Daniel Garber

BIOGRAPHY

garber.harmonville

Daniel Garber (American 1880-1958)

Daniel Garber was born in 1880 to a Mennonite farm family near North Manchester, Indiana.  In 1897 he left to study art with Vincent Nowottny at the Art Academy of Cincinnati*, Ohio. He went on to study with High Breckenridge at the Darby School* in Fort Washington, Pennsylvania, in the summers of 1899 and 1900.  Between 1899 and 1905, Garber enrolled at the Pennsylvania Academy of Fine Arts* in Philadelphia, Pennsylvania, where he studied with William Merritt Chase, Julian Alden Weir and Cecilia Beaux.

He was awarded a Cresson Traveling Fellowship* to England, France, and Italy between 1905-1907.  In 1909 he returned to the Pennsylvanian Academy of Fine Arts* as a member of the faculty.  He taught painting and drawing there for the next 41 years, and was notorious for his high expectations of his students.

Garber illustrated books and magazines, including the collected works of Theodore Roosevelt.  He was also a printmaker and was awarded several solo exhibitions of his drawings, etchings and prints.  He began to receive national prominence for his paintings after winning the Hallgarten Prize* from the National Academy of Design in 1909. He was elected Academician of the National Academy in 1913.

Known as one of the most original of the Pennsylvania Impressionists*, Garber depicted the quarries, woods and Delaware River valley of Bucks County, Pennsylvania, and the Lambertville and Lumberville areas of New Jersey.  He painted large plein-aire* landscapes conceived in two quite different but overlapping modes that appear to have evolved simultaneously.  The first is depicted realistically, showing evidence of human occupation on the land.
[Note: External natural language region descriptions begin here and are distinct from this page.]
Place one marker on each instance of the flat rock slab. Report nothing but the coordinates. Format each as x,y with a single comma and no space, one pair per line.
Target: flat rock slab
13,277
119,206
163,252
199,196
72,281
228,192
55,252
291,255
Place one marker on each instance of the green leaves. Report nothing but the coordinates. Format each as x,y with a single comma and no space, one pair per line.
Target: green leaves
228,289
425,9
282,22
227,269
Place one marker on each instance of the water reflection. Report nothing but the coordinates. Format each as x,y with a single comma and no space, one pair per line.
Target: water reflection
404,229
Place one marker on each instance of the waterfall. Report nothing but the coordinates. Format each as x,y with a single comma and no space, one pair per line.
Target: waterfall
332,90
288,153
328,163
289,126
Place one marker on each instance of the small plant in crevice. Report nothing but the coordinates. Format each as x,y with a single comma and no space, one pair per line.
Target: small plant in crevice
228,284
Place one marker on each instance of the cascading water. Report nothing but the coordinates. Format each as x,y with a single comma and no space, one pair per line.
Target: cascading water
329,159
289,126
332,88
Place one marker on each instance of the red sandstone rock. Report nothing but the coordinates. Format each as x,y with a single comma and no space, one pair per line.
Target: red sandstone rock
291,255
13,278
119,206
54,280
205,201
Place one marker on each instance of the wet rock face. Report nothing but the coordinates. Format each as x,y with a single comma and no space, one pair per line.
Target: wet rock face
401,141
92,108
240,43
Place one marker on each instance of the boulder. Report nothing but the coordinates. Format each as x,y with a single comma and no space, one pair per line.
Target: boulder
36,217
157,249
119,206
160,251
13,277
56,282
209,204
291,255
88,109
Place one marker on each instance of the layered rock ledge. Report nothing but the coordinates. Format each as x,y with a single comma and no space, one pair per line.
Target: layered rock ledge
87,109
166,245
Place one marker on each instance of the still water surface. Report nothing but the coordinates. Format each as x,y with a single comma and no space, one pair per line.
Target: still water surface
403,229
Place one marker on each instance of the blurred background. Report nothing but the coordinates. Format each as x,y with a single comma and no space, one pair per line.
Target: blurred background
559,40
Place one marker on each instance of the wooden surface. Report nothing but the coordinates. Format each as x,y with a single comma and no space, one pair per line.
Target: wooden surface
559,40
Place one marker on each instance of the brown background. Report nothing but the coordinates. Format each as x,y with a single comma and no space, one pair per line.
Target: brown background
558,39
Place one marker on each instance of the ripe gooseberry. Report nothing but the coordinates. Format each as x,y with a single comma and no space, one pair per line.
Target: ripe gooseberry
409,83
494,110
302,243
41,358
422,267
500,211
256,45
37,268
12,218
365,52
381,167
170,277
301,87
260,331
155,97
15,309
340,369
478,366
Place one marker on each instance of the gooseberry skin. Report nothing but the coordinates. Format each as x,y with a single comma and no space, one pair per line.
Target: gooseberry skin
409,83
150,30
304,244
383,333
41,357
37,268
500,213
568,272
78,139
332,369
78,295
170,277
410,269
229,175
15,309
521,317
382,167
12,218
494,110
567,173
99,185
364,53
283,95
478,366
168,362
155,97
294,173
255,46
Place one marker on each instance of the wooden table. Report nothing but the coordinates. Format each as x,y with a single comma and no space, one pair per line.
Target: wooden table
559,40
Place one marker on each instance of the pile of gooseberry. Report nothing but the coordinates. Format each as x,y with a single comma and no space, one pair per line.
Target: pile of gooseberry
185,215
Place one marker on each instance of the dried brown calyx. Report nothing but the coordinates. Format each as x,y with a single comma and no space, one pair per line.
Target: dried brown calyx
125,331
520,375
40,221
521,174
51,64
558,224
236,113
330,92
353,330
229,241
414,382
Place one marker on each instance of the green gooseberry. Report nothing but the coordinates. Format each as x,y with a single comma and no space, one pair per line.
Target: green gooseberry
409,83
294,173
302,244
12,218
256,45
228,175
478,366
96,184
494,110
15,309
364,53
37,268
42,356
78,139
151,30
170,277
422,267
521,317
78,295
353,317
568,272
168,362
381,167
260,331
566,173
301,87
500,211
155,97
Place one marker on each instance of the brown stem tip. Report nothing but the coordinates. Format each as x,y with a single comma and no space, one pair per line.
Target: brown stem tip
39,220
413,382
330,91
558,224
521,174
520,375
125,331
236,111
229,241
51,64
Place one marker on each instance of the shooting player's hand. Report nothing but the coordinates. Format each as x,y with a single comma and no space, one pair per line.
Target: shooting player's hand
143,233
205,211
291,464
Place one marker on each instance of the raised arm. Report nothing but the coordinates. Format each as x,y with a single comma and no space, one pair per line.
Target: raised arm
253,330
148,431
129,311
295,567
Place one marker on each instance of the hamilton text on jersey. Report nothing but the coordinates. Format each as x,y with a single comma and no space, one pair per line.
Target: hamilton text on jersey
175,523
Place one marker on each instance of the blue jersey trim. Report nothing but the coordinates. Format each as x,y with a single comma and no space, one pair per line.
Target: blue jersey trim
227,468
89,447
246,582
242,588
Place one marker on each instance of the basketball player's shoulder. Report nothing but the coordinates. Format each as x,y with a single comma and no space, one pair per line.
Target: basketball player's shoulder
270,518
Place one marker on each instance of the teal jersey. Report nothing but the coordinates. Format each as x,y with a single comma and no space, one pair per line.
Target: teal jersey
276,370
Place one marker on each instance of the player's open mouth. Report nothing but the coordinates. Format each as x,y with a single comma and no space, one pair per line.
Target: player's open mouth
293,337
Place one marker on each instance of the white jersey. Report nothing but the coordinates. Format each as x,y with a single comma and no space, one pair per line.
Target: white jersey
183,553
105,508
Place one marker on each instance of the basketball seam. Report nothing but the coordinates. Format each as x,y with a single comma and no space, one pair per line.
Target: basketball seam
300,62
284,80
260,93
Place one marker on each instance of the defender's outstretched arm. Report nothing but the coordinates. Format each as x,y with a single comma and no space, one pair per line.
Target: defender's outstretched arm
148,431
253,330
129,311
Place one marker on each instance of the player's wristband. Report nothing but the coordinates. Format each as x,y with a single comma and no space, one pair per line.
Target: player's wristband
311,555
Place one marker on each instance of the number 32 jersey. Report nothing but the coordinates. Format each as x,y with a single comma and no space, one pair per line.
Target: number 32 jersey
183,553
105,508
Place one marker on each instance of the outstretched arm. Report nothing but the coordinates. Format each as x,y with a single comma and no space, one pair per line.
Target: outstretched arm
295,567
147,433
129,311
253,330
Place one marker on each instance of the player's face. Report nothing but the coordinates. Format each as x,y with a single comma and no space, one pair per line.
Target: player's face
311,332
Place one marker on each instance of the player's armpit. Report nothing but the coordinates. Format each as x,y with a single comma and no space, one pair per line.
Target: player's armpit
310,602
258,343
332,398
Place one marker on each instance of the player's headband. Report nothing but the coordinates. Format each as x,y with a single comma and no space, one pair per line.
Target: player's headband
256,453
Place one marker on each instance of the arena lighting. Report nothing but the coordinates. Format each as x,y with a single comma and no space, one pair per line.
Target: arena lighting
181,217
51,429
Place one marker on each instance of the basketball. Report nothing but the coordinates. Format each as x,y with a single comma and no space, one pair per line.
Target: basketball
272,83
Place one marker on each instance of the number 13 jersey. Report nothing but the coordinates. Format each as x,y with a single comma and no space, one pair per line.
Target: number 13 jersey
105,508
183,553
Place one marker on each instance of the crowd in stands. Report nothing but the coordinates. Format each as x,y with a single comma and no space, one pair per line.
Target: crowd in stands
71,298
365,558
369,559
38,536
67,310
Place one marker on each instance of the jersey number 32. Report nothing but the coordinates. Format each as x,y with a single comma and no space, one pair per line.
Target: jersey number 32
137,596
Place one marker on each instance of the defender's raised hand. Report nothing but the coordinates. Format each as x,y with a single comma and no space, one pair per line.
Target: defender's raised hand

Concern for the subtle nuances of shape and detail emanate from the painting with an almost radiant glow. 

It is with his other mode however, that he formed his signature style: highly decorative, with trees constructed in a stitch-like pattern and woven throughout the composition.  In these paintings the artist often departs from the traditional, panoramic format of the landscape painting, employing square, or nearly square, painting dimensions. 

Art historian William Gerdts believes that Garber's two modes exemplify the primary directions that American Post-Impressionist* painting took in the second decade of the 20th century, making the artist's position quite significant in the development of Modernism. 

Garber was granted 29 major prizes and medals for his painting during his lifetime. He was a member of the American Institute of Arts and Letters* and was elected to both the Salmagundi Club* and the National Arts Club*.

He died in 1958 at his home, "Cuttalossa," along the banks of the Delaware River in Lumberville, New Jersey.